Behavioural and physiological measures of the effects of dopamine on novelty processing

Several pieces of evidence have suggested that mesocortical dopamine (DA) plays
a role in the processing of novel stimuli (Duzel, Bunzeck, Guitart-Masip, &
Duzel, 2010). For example, gene polymorphisms related with high levels of DA
correlate with enhanced frontally expressed P3 ERP component, a
psychophysiological marker of novelty processing (Garcia-Garcia, Clemente,
Dominguez-Borras, & Escera, 2010). However, these studies are mainly
correlational, and no study has yet been done in which dopamine levels were
manipulated to assess the effect on novelty processing.
Apomorphine is an agonist of both the D1 and D2 receptor families, which are
abundant in areas important for cognition. If an increase in DA release affects
novelty processing, it is thus likely that administration of Apomorphine will
have similar effects.

The present project aims to determine the role of DA transmission in
novelty-related responses, both behavioral and psychophysiological. Such
findings can yield new insights into pathologies in which a disruption of
novelty processing is a central feature (e.g. schizophrenia).

Counter balanced within-subject (placebo controlled) design, in which healthy
participants will undergo a battery of cognitive tests, once after
administration of Apomorphine, and once after administration of a placebo.

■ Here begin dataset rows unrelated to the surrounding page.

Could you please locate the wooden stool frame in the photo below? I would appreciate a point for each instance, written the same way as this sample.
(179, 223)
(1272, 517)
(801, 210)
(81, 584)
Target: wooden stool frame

The
battery consists of a verbal learning task, in which words are presented
visually while standard and novel sounds are presented in the background, and a
visual paired comparison task in which participants can choose to look at
either novel polygons or at already seen polygons.

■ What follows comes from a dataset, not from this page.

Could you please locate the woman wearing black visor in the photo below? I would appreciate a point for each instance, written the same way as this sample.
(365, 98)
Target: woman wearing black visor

Participants will visit the EEG laboratory of the Faculty of Psychology (Van
der Boechorststraat 1 building), on two separate occasions with 7 days in
between to avoid carryover and reduce practice effects.

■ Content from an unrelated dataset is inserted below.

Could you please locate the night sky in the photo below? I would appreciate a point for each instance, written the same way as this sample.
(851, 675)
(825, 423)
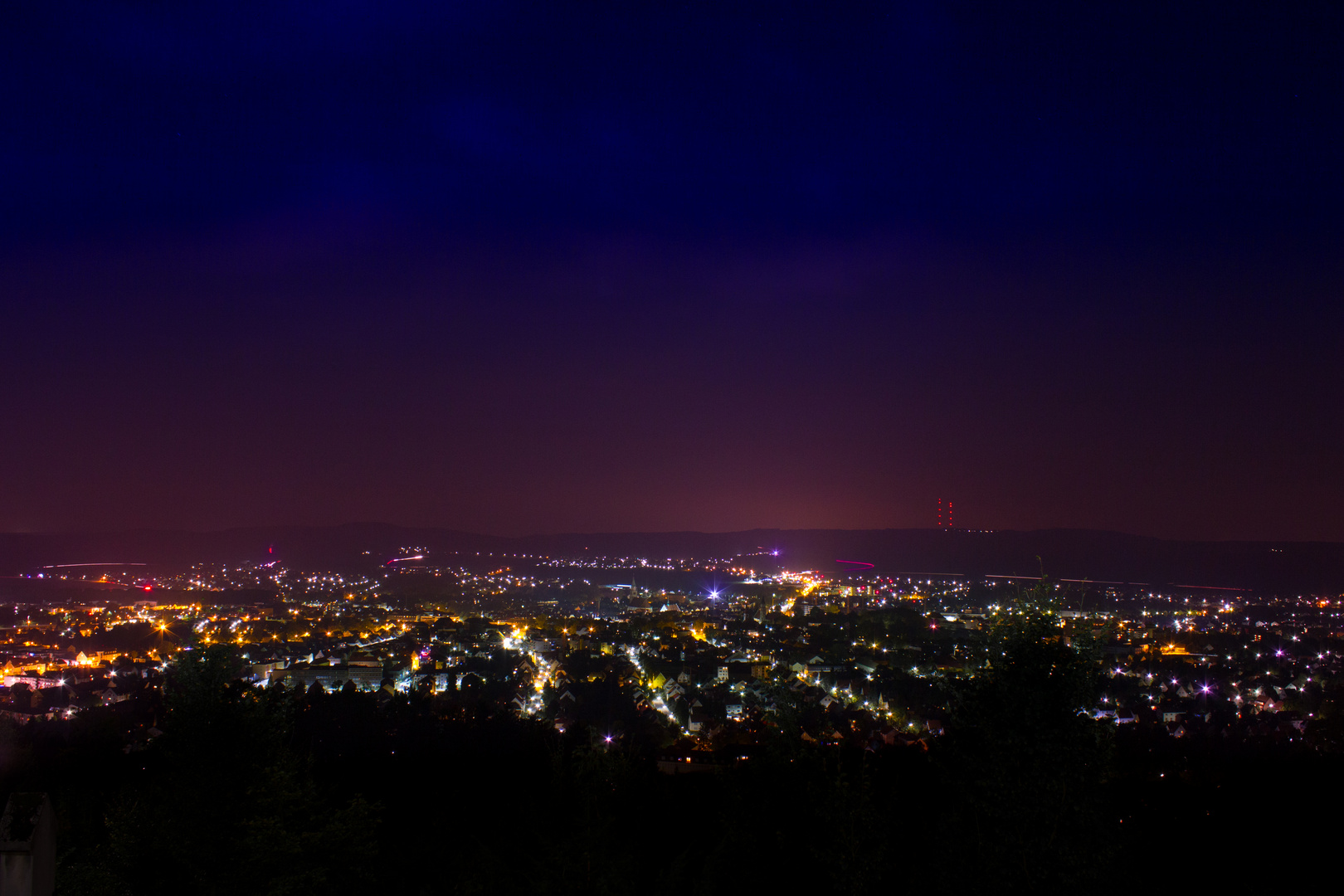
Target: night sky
(523, 268)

Pre-Testing: A personality questionnaire will be filled out before the first
session by the internet, as a requirement for registration in the study. Before
the intake of the drug, people will be tested with a memory span task, to
determine their baseline level.

Day 1: First EEG recording. Half of the participants will receive Apomorphine
(0.005 mg/kg) + domperidone (40 mg per 80 kg), and the other half placebo, in a
double blinded way. Participants will be asked to perform two tasks: an
audiovisual task to evaluate the Von Restorff effect, and a visual paired
comparison task.

Day 2: Second EEG recording. Same as day one, but the groups receiving placebo
and drug will be inverted.

None of the measurements causes any significant risk to health or long-term
well-being of the participants. It has been reported that, even at low doses,
Apomorphine can induce nausea, vomiting and weariness (Schellekens, et al.,
2010; Schellekens, et al., 2009). For this reason, the pretreatment with
domperidone will be administered (Costa, et al., 2003; Muller, et al., 2002).
Domperidone, a peripheral D2 antagonist, has no reported long-term effects,
either in experimental conditions or in long lasting treatments for Parkinson*s
disease (Braun, Cawello, Boekens, & Horstmann, 2009).